Commission of Strata Corporations hosts public forum
The failure of the management of strata corporations was the highlight of a public forum and consultation held by the Commission of Strata Corporations (CSC) to sensitise stakeholders on proposed amendments to the Registration (Strata Titles) Act.
The forum was held on Thursday, March 17 at the Girl Guides Association of Jamaica headquarters, and brought together various stakeholders, such as conveyance attorneys, property managers, and developers.
The strata act was amended in 2009, establishing the CSC, which began operation on January 1, 2010. The Commission, which shares a board and administrative offices with the Real Estate Board, is mandated to monitor, regulate and supervise strata corporations in Jamaica.
A strata property is a building or collection of buildings where individuals each own a small portion (a strata lot), but where there is also common property (like external walls or windows, for which each owner shares ownership.)
Sandra Watson, CEO of the Real Estate Board/Commission of Strata Corporations, noted that the amendments provided for a three-year review of the Act and this consultation was critical to that process.
Ainsworth Norton, manager of the CSC Inspectorate, said a vast number of strata corporations was in violation of sections of the legislation.
"The rate of compliance for strata corporations filing their annual returns averages approximately 12 per cent of the number of corporations due to file returns in a given year since April 2011. The audits undertaken by the commission in 2014-2015 on some strata corporations indicate that 88 per cent had issues relating to physical breaches which required an action or response from the executive committee," he said.
"Approximately 38 per cent of those corporations audited had not ratified any decision to not insure and had failed to insure the buildings. A similar percentage failed to compute contributions based on the unit entitlement."

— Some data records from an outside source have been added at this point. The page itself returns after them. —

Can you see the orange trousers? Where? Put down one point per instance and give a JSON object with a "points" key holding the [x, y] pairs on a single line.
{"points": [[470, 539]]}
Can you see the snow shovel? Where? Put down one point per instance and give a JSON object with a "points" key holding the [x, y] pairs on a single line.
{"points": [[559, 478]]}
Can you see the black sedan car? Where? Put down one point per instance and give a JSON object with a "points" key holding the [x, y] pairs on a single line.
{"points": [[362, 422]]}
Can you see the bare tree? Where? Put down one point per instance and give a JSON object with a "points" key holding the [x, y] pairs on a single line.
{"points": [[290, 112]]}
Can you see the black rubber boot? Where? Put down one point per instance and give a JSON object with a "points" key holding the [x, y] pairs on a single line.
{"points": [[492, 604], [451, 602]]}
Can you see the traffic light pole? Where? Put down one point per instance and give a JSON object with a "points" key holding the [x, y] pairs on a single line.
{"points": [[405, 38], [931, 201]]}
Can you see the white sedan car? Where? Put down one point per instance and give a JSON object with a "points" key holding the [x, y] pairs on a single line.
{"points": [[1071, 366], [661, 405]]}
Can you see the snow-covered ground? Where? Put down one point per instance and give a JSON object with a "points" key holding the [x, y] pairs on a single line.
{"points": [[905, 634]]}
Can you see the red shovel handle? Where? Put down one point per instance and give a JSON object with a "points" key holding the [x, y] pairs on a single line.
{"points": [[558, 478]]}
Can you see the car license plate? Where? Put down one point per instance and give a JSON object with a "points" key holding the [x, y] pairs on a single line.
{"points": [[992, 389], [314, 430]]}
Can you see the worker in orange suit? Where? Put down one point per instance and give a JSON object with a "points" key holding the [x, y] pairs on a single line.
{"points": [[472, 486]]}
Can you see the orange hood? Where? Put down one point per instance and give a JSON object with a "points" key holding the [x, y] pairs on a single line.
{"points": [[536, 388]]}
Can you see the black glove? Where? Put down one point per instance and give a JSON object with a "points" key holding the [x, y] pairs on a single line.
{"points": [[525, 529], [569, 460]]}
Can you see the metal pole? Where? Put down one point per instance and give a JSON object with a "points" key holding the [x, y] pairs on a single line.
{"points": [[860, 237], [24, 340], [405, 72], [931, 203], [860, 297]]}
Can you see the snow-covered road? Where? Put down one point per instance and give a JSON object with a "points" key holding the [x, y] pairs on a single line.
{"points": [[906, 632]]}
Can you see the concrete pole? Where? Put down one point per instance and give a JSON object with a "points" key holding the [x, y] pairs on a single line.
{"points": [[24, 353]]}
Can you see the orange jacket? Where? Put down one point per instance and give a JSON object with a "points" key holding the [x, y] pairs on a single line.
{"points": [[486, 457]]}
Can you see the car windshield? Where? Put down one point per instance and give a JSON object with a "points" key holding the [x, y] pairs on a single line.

Norton said that the amendments are intended to address a litany of issues, including defining actions aimed at increasing statutory compliance regarding matters such as filing annual returns and a range of breaches to the bylaws and the Act.
He also suggested that some of the problems associated with a number of strata corporations stemmed from their initial design and a defect in the Act, which does not allow for phased development of strata corporations.